Connections between topos theory and topology What are some "applications to" / "connections with" topology that one could hope to reasonably cover in a first course on topos theory (for master students)? I have an idea of what parts of the theory I would like to cover, however, I would love some more nice examples and applications. Of course, I have some ideas of my own, but am open to suggestions. Thank you!
P.S.
I am also interested in perhaps learning about some new connections myself, which would be out of reach for such a course, so feel free to leave these as well, qualified as such.
 A: This is probably too advanced for a first course, but you might be interested in Ieke Moerdijk's monograph "Classifying Spaces and Classifying Topoi".  Among other things, it uses topos theory to show what it is that the "classifying space" of a (non-groupoid) category classifies.  IIRC this was an ingredient in the proof of the Madsen-Weiss theorem.
More obviously, one could say something about sheaf cohomology.
A: Galois groups of atomic toposes, and relations to fundamental pro-groups of badly-behaved spaces. 
A: Here is one that is not too grand.
Suppose you want to embed some (essentially small) category of spaces into a cartesian-closed category, so as to extend it to a convenient category. Then you can use a gros topos to do it. The site is your category of spaces, a family $\lbrace e_i : X_i \to Y\rbrace_i$ is covering when the $e_i$ are open embeddings and they cover $Y$ (I hope I got that right). The Yoneda lemma embeds the original category.
It is not hard to come up with interesting exercises that are not too demanding.

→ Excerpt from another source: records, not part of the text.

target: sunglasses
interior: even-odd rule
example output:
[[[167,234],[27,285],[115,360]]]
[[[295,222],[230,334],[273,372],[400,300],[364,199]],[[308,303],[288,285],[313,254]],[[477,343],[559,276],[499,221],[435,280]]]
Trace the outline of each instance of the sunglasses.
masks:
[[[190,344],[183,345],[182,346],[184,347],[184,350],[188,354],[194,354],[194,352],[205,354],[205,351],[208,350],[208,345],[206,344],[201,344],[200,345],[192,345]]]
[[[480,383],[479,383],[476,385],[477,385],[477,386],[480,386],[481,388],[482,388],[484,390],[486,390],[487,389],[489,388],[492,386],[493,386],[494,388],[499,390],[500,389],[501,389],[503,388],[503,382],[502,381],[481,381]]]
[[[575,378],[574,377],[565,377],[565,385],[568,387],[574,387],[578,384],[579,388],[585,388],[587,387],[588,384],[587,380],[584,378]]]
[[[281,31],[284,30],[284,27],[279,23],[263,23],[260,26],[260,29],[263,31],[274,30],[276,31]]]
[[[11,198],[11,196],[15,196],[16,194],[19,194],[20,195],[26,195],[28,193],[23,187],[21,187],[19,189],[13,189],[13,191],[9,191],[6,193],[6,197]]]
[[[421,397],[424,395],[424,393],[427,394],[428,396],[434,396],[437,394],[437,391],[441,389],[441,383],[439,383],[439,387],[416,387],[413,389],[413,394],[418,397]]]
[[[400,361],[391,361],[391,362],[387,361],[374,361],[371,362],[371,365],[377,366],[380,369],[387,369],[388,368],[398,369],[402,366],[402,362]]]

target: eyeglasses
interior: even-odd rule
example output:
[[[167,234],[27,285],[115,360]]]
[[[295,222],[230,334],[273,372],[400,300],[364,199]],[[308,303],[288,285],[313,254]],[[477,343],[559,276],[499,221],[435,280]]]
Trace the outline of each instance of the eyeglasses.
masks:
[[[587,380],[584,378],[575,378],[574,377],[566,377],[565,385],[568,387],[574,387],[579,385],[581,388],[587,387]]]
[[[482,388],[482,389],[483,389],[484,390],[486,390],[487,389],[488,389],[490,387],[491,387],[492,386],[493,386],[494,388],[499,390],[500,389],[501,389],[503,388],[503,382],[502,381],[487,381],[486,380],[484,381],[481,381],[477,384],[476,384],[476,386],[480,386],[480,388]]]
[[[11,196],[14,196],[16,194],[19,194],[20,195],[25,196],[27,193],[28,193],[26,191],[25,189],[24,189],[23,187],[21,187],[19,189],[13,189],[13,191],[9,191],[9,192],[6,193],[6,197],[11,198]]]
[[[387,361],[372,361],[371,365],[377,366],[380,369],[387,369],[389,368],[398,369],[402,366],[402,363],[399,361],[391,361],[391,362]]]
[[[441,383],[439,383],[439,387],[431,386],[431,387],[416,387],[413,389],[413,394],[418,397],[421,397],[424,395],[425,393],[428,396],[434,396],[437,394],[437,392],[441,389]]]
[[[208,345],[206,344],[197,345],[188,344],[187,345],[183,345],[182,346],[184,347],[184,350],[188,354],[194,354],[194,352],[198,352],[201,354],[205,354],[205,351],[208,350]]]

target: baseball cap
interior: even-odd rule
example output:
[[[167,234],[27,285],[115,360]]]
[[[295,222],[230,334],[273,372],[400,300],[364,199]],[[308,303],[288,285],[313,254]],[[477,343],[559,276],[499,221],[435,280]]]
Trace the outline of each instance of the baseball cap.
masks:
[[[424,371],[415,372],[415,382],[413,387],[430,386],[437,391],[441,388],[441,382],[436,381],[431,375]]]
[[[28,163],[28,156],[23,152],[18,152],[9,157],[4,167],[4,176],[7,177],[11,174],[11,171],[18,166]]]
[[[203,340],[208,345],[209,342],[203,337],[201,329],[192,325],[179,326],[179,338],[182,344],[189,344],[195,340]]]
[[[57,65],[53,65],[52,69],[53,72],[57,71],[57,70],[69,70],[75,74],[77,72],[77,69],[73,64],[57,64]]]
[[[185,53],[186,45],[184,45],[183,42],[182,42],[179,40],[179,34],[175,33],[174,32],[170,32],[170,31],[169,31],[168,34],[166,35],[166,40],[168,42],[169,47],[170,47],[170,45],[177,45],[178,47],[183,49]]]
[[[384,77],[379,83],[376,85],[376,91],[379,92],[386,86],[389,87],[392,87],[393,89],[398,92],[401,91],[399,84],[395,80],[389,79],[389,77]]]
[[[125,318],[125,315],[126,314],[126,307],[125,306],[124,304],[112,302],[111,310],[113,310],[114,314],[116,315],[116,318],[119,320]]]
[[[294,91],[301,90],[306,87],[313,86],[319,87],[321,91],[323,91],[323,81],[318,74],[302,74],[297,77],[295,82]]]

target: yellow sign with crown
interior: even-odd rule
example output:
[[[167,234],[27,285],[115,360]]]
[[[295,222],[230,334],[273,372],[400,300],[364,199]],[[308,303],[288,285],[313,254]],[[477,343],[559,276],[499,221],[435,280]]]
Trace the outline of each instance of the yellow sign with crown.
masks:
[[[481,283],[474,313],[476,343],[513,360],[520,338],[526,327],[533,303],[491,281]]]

A: If one is willing to stretch the question a little,
then one can cite the theorem that states
that the bicategory of Grothendieck toposes is equivalent
to the bicategory of localic groupoids.
This establishes a connection with general topology
and Lie groupoids, presumably making Grothendieck toposes
easier to understand for somebody who is already familiar
with Lie groupoids and bibundles.
A: I will copy and paste the description of chapter 2 and 3 of my master thesis.
Chapter 2 plays an important motivational role in the thesis and is aimed at pointing out geometric characteristics of a Grothendieck topos. For a topological space $X$ one can consider the category of its open sets $\mathcal{O}(X)$ that is a complete Heyting algebra, so that we have a functor $$ \text{Spaces} \to \text{cHa}^{\text{op}}. $$ We study properties of this functor concluding that there is a huge subcategory of spaces (sober ones) that embeds into $\text{cHa}^{\text{op}}$ via this functor. For a notational motivation we call Locales the opposite of cHa,
$$\text{SobSpaces} \hookrightarrow \text{Locales} $$
So locales  naturally are generalized (sober) spaces. 
In Chapter 2 we present the notion of localic topos that is a Grothendieck topos on a locale and we prove that there is an equivalence of category between the category of locales and the category of localic toposes
\begin{matrix}  \text{Locales} & \leftrightarrows & \text{LocToposes.} &   \end{matrix} 
This equivalence is the precise sense in which a localic topos is a generalized topological space, that is the same in which its associated locale is a generalized topological space.
A generic Grothendieck topos has not this fascinating property, there is not a topological space from which it comes from, but precisely in this rift one can collocate Barr's theorem.
Chapter 3 is devoted to proving Barr's theorem that we can formulate right now:

Any Grothendieck topos is covered by a localic boolean one.

This theorem states that not any Grothendieck topos is geometric but not far from it there is an other Grothendieck topos that is not only geometric (better say localic) but it is also boolean.
This is the first and most naive interpretation of Barr's theorem.